Da tribuna, Aécio condiciona diálogo à investigação sobre petrolão

    Senador voltou nesta quarta-feira a discursar no Congresso. Ele fez duros ataques ao PT e ao governo Dilma Rousseff.

AECIO NA TRIBUNA

Aécio Neves durante discurso no Senado (Geraldo Magela/Agência Senado/Divulgação)

Aécio: “Nós assistimos, senhoras e senhores, ao despertar de um novo país. Sem medo, crítico, mobilizado, com voz e convicções, que não aceita mais o discurso e a propaganda que tenta justificar o injustificável”

      O senador Aécio Neves completou nesta quarta-feira o roteiro previsto para reforçar seu papel como líder da oposição: em um pronunciamento feito na tribuna do Senado, ele deixou claro que, impulsionada pelos 51 milhões de votos nos tucanos no segundo turno, a postura da oposição deve ser muito mais dura no segundo mandato.

    No discurso, Aécio condicionou o diálogo com a presidente Dilma à apresentação de propostas e ao compromisso do governo com a investigação completa dos desvios na Petrobras. “Agora os que foram intolerantes durante doze anos falam em diálogo. Pois bem: qualquer diálogo estará condicionado ao envio de propostas que atendam aos interesses dos brasileiros e, principalmente, tem que estar condicionado especialmente ao aprofundamento das investigações e exemplares punições àqueles que protagonizaram o maior escândalo de corrupção da história do país, já conhecido como petrolão”.

     Em seu pronunciamento, Aécio atacou os métodos usados pelo PT na campanha, com o uso de boatos e ofensas pessoais para atingir os adversários. “Mostraram que não enxergam limites na luta para se manter no poder. A má-fé com que travaram a disputa chegou às raias do impensável, do absurdo e agrediu a consciência democrática do país”, disse ele.

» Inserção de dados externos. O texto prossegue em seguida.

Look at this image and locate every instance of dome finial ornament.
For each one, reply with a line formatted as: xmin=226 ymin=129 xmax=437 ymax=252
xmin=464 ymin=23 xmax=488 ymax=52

     O tucano mencionou especificamente a campanha do medo sobre o possível fim do Bolsa Família. “Espalharam o medo entre pessoas humildes, manipularam o sentimento de milhares de famílias negando-lhes o livre exercício da cidadania. Essa intimidação e essa violência só têm paralelo em regime que demonstram muito pouco apreço pela democracia”.

    Aécio também ressaltou o que, na visão dele, foi o lado positivo da campanha: o crescimento da militância contra o governo. “Nós assistimos, senhoras e senhores, ao despertar de um novo país. Sem medo, crítico, mobilizado, com voz e convicções, que não aceita mais o discurso e a propaganda que tenta justificar o injustificável”, afirmou.

     O tucano disse que nunca havia subido a uma tribuna no Congresso com tamanha carga de responsabilidade quanto nesta quarta-feira. E prosseguiu: “Quero aqui, do alto desta responsabilidade, reafirmar (…) que, de todas, a mentira foi a principal arma dos nossos adversários. Mentiram sobre o passado para desviar a atenção do presente. Mentiram para esconder o que iriam fazer tão logo passassem as eleições. Fomos acusados de propostas que jamais fizemos. Assistimos a reiteradas tentativas de reescrever a história, sempre nos reservando o papel de vilões que jamais fomos e não somos”.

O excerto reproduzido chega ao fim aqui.